I love picking up a boneless turkey breast for a weekend dinner. They are generally small enough for the family with very little leftovers. It is also nice if you are having a small crowd for Thanksgiving or making a few different meats instead of one ginormous whole turkey. 3
It will roast in the oven over a couple of hours and is very tender and juicy. It is also so much less messy than carving a whole turkey. Once the boneless breast is roasted and rested, it is easily sliced with a sharp kitchen knife. I don’t use the gravy packet that is included in the packaging- gravy can be easily made with pan drippings and a cornstarch slurry.
Print Recipe
Roasted Turkey Breast
Equipment
- Roasting pan
- Turkey baster
Ingredients
- 1 3lb Turkey breast
- 1/2 cup Butter
- 6 cloves Garlic, minced
- 1 tbsp Fresh Rosemary
- 1/2 tsp Salt
- 1/2 tsp Freshly ground pepper
- 1/2 tsp Paprika
- 1 cup Chicken broth
Instructions
- Preheat oven to 325℉.
- Place turkey breast, skin side up in a small roasting pan.

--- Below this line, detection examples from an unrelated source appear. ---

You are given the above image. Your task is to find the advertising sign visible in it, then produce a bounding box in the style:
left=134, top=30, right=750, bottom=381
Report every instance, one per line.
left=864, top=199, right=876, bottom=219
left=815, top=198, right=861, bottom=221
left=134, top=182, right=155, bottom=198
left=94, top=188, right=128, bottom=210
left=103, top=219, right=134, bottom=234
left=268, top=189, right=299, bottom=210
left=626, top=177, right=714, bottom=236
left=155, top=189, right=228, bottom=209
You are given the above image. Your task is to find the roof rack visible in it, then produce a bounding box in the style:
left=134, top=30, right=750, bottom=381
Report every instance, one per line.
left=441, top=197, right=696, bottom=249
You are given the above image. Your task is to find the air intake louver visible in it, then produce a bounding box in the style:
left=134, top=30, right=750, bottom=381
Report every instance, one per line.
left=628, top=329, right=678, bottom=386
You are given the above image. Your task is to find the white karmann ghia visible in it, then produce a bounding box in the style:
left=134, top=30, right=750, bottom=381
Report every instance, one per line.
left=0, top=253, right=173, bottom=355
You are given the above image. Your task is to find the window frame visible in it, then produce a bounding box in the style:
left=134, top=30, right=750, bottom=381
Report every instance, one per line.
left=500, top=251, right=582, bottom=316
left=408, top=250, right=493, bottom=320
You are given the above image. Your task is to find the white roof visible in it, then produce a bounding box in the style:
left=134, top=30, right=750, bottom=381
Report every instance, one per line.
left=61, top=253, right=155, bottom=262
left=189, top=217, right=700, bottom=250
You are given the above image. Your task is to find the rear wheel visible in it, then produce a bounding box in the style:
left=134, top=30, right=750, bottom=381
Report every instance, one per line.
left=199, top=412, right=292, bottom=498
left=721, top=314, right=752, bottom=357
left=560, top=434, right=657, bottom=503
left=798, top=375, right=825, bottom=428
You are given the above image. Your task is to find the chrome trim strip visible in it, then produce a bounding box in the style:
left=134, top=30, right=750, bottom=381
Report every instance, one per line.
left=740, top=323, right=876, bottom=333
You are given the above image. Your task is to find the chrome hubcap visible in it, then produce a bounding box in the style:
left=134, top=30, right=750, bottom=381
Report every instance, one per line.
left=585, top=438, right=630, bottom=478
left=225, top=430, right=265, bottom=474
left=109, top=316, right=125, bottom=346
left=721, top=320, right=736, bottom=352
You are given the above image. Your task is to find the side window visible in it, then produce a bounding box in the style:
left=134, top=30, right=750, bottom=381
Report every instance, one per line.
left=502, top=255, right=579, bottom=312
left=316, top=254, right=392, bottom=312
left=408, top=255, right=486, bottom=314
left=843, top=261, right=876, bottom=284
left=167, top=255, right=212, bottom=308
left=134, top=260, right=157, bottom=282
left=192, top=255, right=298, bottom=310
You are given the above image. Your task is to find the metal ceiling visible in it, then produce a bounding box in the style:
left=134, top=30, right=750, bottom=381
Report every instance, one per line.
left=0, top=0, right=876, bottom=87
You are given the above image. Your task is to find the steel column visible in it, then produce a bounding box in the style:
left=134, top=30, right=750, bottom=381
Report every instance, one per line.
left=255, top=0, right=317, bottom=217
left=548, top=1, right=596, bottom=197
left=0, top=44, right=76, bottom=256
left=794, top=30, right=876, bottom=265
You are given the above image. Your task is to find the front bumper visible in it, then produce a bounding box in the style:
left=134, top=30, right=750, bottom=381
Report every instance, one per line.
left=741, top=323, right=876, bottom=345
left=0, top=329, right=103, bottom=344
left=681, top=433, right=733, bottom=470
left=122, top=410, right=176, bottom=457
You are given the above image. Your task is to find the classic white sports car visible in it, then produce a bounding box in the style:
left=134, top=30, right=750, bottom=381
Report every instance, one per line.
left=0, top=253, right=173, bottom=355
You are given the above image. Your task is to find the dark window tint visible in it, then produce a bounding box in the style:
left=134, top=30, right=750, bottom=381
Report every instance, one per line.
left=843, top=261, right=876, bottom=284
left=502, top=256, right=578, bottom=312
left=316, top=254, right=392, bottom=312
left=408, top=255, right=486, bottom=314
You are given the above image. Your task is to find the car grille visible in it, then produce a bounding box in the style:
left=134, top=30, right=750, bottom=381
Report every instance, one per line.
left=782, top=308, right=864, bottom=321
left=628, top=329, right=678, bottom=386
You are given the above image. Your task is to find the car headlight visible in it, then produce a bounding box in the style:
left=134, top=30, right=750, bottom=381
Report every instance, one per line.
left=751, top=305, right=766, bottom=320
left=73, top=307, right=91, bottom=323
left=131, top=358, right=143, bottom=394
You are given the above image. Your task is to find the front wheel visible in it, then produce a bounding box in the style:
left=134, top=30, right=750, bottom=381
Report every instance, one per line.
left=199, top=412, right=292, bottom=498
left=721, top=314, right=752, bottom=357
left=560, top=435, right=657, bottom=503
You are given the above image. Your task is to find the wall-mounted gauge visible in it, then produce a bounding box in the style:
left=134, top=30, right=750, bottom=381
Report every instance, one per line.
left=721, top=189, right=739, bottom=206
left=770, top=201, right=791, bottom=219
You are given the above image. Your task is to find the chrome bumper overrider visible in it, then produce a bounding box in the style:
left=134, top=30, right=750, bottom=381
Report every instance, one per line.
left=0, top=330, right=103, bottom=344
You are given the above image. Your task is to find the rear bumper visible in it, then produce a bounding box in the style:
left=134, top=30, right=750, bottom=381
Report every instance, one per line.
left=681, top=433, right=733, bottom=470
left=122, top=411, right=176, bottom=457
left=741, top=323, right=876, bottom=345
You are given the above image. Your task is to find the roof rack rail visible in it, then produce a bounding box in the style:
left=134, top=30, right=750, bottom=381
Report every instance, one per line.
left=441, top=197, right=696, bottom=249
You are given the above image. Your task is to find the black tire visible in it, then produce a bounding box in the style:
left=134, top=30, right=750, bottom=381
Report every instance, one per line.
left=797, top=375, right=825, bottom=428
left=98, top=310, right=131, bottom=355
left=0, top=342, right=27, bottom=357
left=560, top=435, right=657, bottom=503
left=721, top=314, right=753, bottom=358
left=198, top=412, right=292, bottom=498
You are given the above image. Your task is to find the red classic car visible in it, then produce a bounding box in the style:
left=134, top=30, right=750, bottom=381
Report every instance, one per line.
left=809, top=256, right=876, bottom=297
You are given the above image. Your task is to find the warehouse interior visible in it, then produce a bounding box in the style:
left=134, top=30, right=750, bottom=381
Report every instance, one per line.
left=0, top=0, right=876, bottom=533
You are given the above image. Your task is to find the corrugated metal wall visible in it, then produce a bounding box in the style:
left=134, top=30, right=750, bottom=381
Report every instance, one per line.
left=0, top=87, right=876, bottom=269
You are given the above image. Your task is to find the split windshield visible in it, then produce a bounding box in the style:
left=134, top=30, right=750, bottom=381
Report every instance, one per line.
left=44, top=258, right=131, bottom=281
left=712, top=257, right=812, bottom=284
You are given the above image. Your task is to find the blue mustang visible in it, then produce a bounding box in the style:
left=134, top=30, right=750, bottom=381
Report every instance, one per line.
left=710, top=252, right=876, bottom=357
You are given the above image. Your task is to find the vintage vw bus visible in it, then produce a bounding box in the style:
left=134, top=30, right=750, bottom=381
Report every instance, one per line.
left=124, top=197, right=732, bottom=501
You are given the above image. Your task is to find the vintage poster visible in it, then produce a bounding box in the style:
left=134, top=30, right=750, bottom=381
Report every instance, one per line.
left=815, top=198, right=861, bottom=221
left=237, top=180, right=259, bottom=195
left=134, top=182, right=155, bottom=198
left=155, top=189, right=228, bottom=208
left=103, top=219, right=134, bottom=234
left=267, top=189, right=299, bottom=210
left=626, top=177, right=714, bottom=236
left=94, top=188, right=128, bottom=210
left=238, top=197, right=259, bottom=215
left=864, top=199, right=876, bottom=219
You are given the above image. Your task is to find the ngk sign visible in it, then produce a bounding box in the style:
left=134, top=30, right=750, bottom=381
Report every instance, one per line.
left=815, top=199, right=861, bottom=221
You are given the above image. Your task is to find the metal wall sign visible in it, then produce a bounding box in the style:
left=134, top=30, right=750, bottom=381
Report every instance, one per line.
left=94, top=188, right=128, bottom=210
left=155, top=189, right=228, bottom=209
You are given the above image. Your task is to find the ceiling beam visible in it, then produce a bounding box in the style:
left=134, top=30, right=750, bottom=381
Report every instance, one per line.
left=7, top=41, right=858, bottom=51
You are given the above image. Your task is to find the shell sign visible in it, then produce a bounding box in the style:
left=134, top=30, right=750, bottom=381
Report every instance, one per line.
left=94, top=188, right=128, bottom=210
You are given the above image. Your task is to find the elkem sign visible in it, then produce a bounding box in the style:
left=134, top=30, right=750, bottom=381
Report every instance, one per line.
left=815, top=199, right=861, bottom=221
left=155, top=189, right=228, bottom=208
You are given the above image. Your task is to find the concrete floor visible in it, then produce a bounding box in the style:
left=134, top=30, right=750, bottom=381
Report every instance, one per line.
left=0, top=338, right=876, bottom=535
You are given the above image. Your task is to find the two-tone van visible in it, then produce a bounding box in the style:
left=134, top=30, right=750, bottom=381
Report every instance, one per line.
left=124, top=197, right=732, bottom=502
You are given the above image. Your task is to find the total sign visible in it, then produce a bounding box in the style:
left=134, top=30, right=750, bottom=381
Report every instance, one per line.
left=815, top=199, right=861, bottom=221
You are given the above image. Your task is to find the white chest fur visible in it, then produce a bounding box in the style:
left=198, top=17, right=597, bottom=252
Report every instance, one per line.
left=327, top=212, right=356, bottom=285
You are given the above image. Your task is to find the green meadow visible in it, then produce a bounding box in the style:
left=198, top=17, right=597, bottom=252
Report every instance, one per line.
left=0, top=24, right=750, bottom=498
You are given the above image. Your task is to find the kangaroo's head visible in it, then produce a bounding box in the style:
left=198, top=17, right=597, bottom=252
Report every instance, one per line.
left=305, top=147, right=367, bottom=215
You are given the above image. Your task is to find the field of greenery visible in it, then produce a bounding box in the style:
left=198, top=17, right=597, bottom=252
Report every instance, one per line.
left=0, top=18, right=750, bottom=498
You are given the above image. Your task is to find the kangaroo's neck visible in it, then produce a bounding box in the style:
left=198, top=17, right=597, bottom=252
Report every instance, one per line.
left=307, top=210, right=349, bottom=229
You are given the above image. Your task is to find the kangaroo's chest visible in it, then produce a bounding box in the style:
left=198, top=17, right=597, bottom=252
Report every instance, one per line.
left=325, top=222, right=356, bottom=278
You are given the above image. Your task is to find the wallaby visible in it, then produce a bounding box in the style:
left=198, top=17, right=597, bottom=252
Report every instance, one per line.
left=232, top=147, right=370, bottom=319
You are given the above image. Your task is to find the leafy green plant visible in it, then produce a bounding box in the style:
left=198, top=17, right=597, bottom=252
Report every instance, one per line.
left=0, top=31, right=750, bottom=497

Salt and pepper all sides of the breast.
- In a bowl, mix together the butter, garlic, rosemary, and paprika.
- Spread the herbed butter over the top of the turkey breast.
- Pour the chicken broth in the bottom of the roasting pan.
- Place a meat thermometer into the thickest part of the breast.
- Roast, uncovered for 2 hours, or until the internal temperature is 160℉. Baste the turkey with the pan juices every 30 minutes.
- When the turkey is 160℉, remove from the oven, cover, and rest for 10 minutes before slicing. The pan juices can be used for turkey gravy.
Turkey Gravy
- Pour pan juices through a strainer into a medium sized pot.
- Heat over medium high heat.
- Add 1 tablespoon of cornstarch mixed with 2 tablespoons of water.
- Bring to a boil, whisking continuously until it thickens. Add salt and pepper to taste.